For good or bad, Microsoft’s Entity Framework (EF) has become one of the most widely used ORM tools out there. While some may state that it's not among the better ones (or that it's not even a real ORM), it’s definitely the most convenient one: its Visual Studio integration and consequently its integration with the MS SQL Server database is unparalleled. This is especially relevant to people who haven’t used the concept of object-relational mapping before - there's almost no initial learning curve associated with the framework. While it would theoretically be possible to use EF with a DBMS other than MS SQL Server, it’s in practice almost exclusively used in combination with Microsoft's database engine.

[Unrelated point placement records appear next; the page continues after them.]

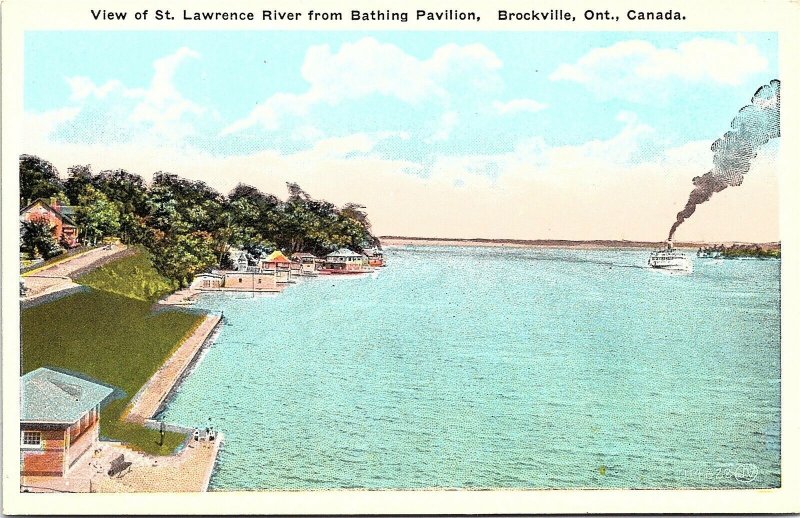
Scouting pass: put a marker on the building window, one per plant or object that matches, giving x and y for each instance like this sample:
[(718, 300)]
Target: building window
[(31, 439)]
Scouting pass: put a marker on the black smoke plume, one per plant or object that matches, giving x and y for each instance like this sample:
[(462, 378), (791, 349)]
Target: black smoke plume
[(754, 125)]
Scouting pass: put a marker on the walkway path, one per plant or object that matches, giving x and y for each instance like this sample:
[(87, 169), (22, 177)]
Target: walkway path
[(149, 399), (59, 275)]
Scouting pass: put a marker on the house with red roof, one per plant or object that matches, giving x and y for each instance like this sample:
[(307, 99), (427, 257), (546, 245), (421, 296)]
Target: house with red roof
[(58, 217)]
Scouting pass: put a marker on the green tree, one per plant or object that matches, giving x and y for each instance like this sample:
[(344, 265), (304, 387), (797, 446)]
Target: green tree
[(36, 239), (38, 178), (182, 256), (79, 177), (97, 216), (128, 190)]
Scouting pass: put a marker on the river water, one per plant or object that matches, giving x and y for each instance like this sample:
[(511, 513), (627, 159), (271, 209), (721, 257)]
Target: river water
[(498, 368)]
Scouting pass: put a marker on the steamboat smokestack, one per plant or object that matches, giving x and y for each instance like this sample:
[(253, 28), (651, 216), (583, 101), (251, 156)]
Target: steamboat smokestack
[(754, 125)]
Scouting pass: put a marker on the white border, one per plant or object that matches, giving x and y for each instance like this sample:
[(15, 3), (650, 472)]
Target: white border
[(713, 15)]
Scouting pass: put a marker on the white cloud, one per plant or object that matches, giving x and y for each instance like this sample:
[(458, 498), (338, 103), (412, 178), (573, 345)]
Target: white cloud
[(537, 191), (38, 125), (518, 106), (83, 88), (157, 113), (163, 105), (447, 122), (367, 67), (629, 69)]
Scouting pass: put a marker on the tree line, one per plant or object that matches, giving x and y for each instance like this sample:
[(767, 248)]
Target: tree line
[(187, 226)]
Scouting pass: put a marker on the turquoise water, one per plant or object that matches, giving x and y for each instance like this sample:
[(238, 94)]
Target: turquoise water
[(498, 368)]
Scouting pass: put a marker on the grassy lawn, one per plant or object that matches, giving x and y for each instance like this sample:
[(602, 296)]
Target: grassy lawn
[(115, 339), (132, 277)]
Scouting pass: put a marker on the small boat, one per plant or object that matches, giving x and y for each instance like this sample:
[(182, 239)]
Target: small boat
[(669, 259), (341, 271)]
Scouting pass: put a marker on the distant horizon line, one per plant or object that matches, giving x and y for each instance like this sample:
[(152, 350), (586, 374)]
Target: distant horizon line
[(575, 242)]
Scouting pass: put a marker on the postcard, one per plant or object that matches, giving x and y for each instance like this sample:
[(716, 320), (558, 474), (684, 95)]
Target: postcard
[(378, 257)]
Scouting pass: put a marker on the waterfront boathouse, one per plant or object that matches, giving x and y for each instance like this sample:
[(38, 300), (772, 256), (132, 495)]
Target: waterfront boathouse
[(374, 256), (275, 261), (307, 262), (207, 280), (344, 259), (250, 281), (59, 421)]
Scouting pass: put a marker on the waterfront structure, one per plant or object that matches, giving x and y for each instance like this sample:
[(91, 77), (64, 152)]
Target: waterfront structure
[(344, 259), (374, 257), (59, 421), (275, 261), (250, 281), (241, 262), (58, 217), (307, 262), (208, 280)]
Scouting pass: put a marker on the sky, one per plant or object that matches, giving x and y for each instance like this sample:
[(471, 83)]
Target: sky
[(540, 135)]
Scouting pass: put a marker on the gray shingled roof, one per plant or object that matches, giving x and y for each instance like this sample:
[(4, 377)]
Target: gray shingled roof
[(48, 396)]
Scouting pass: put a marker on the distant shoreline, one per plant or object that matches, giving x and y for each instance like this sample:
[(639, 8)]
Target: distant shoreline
[(598, 244)]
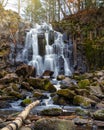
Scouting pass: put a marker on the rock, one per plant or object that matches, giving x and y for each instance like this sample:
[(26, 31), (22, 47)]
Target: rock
[(100, 105), (99, 115), (38, 95), (66, 93), (99, 124), (48, 73), (25, 128), (60, 77), (52, 112), (4, 104), (83, 84), (26, 102), (43, 84), (25, 71), (25, 85), (81, 112), (83, 101), (53, 124), (60, 100), (80, 121), (96, 90), (82, 92), (9, 78)]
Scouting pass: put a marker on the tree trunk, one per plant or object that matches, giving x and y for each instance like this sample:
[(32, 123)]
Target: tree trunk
[(17, 123)]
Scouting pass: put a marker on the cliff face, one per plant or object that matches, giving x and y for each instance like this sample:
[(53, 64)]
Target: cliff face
[(86, 29)]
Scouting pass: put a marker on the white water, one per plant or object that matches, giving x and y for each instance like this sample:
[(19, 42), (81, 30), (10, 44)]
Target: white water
[(53, 52)]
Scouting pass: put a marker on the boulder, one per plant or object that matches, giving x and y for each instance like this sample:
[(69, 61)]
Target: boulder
[(66, 93), (60, 77), (83, 101), (9, 78), (25, 70), (99, 115), (43, 84), (52, 112), (83, 83), (54, 124), (96, 90), (47, 73)]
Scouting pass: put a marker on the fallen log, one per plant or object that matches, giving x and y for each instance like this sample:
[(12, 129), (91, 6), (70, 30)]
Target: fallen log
[(17, 123)]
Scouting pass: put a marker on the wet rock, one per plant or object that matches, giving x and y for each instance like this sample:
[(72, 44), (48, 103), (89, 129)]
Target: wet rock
[(66, 93), (99, 124), (25, 85), (83, 101), (25, 128), (84, 83), (82, 92), (99, 115), (52, 112), (81, 112), (38, 95), (54, 124), (80, 121), (100, 105), (60, 77), (43, 84), (9, 78), (60, 100), (25, 71), (26, 102), (4, 104), (96, 90), (47, 73)]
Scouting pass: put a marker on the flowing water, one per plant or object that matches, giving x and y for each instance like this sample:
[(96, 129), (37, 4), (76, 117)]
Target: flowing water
[(56, 55)]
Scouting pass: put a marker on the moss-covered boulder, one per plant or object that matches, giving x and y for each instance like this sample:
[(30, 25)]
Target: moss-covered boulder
[(43, 84), (97, 91), (82, 92), (38, 95), (54, 124), (83, 101), (25, 70), (52, 112), (84, 83), (60, 100), (66, 93), (26, 102), (9, 78), (99, 115)]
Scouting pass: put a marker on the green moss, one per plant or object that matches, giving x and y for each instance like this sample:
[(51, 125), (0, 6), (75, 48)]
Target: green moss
[(83, 83), (52, 112), (26, 101), (66, 93)]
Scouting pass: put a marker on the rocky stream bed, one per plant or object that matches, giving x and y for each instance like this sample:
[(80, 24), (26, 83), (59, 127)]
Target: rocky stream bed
[(68, 103)]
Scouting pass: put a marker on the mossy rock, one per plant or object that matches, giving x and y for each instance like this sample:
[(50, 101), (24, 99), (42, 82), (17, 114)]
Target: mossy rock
[(15, 94), (52, 112), (82, 92), (99, 115), (54, 124), (81, 112), (60, 100), (66, 93), (83, 101), (84, 83), (43, 84), (26, 101), (37, 95)]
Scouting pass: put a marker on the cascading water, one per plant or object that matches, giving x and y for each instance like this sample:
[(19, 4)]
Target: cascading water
[(54, 58)]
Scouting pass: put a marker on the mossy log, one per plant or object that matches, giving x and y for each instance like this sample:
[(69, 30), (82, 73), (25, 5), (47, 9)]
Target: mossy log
[(17, 123)]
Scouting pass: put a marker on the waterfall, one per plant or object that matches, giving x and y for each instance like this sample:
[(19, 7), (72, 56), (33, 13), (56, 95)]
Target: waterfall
[(54, 58)]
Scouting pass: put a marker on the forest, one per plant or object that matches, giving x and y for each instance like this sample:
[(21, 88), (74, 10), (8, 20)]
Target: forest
[(51, 64)]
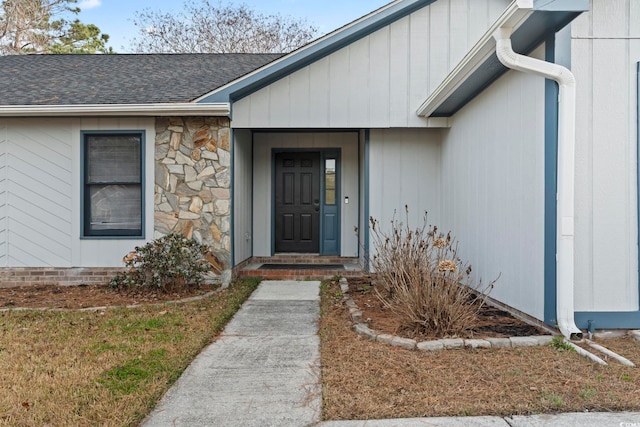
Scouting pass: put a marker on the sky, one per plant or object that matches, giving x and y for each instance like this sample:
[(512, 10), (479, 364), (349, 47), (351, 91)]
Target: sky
[(116, 17)]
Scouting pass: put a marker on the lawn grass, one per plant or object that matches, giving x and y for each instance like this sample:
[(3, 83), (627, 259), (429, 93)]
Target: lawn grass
[(371, 380), (107, 367)]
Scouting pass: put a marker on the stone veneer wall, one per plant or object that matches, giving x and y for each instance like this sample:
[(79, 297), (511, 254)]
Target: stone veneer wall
[(193, 181)]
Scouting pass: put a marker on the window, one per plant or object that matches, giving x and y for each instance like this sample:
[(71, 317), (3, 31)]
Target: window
[(113, 185)]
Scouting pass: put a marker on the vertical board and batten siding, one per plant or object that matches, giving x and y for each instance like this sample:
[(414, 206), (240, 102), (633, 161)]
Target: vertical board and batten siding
[(40, 187), (263, 145), (378, 81), (493, 188), (605, 52), (404, 170), (242, 194)]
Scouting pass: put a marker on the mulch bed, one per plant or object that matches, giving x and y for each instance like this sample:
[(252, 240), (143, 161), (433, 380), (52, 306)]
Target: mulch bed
[(490, 323)]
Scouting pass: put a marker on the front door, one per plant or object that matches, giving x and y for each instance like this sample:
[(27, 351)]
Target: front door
[(297, 202)]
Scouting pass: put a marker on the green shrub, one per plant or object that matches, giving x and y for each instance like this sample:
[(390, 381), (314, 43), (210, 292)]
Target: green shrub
[(172, 261), (421, 279)]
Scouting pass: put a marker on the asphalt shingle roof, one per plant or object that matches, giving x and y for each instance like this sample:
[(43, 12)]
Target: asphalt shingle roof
[(119, 79)]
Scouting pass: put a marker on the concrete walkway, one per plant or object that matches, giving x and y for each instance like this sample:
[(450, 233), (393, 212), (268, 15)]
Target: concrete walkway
[(264, 370)]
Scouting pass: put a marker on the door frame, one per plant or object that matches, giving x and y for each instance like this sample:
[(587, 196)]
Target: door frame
[(325, 153)]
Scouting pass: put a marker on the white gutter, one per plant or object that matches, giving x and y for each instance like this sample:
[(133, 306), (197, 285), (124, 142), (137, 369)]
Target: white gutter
[(155, 110), (566, 148), (514, 16)]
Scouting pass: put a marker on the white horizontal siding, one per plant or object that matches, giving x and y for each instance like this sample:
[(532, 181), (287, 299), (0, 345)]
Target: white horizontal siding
[(3, 193), (493, 188), (378, 81), (40, 187), (242, 194), (605, 53)]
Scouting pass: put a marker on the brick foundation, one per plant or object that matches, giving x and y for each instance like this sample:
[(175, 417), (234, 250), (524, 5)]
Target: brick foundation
[(32, 276)]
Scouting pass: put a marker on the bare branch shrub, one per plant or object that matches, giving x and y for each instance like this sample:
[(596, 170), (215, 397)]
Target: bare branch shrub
[(421, 279)]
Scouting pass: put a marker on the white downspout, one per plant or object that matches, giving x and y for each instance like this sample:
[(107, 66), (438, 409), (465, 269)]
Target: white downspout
[(566, 147)]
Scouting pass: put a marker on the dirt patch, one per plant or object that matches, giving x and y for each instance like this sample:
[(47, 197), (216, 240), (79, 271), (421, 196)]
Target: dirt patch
[(85, 296), (363, 379), (490, 322)]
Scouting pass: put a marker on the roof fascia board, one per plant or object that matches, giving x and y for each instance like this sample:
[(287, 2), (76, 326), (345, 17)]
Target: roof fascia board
[(514, 16), (483, 53), (153, 110), (561, 5), (314, 51)]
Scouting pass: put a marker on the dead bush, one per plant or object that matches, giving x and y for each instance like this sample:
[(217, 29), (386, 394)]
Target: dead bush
[(420, 277)]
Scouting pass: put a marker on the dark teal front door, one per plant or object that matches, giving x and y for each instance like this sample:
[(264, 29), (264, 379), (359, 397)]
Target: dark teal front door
[(307, 202), (297, 202)]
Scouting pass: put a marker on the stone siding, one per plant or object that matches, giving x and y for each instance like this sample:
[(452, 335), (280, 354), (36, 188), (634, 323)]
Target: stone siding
[(193, 181)]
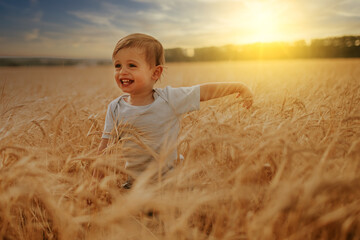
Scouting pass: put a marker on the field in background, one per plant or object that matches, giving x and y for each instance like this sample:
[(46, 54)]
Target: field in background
[(286, 169)]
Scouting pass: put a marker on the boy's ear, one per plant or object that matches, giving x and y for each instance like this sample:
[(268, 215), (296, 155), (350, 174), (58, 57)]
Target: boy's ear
[(157, 72)]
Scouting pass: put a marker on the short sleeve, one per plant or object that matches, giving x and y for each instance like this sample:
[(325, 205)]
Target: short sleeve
[(183, 99), (109, 122)]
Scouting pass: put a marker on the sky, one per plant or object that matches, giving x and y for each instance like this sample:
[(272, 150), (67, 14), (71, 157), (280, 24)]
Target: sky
[(91, 28)]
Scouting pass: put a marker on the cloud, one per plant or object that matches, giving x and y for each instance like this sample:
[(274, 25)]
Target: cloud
[(33, 35), (37, 16), (92, 17)]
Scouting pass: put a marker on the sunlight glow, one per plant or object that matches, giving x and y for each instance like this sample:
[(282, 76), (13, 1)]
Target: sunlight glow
[(263, 22)]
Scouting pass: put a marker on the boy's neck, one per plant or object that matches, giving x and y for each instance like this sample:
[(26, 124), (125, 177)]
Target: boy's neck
[(140, 99)]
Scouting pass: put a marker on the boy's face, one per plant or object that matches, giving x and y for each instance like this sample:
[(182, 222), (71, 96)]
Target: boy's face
[(133, 74)]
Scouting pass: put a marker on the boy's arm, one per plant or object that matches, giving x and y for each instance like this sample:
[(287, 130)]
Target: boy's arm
[(215, 90), (103, 145)]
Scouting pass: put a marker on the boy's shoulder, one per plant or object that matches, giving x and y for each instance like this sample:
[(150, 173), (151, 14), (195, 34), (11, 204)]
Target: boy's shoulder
[(114, 102)]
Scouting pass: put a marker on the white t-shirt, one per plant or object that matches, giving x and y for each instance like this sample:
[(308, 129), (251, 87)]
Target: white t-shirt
[(146, 131)]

Lately, I wondered how you would ‘mock’ EF’s data model - together with an underlying MSSQL database - in such a scenario. The question arose in the broader context of writing integration tests (automated UI tests, to be exact) for a legacy application which uses the described EF/MSSQL combo as its data store mechanism. It turned out that the possible strategies are not very obvious and require some additional tools and effort...
This is part 1 of a three part series that examines some ways to cope with the above described scenario. While the next two parts are more concerned with concrete implementation details, this part discusses some more general considerations on the issue and introduces the sample application which serves as a 'target' for the tests that will be presented in the latter parts.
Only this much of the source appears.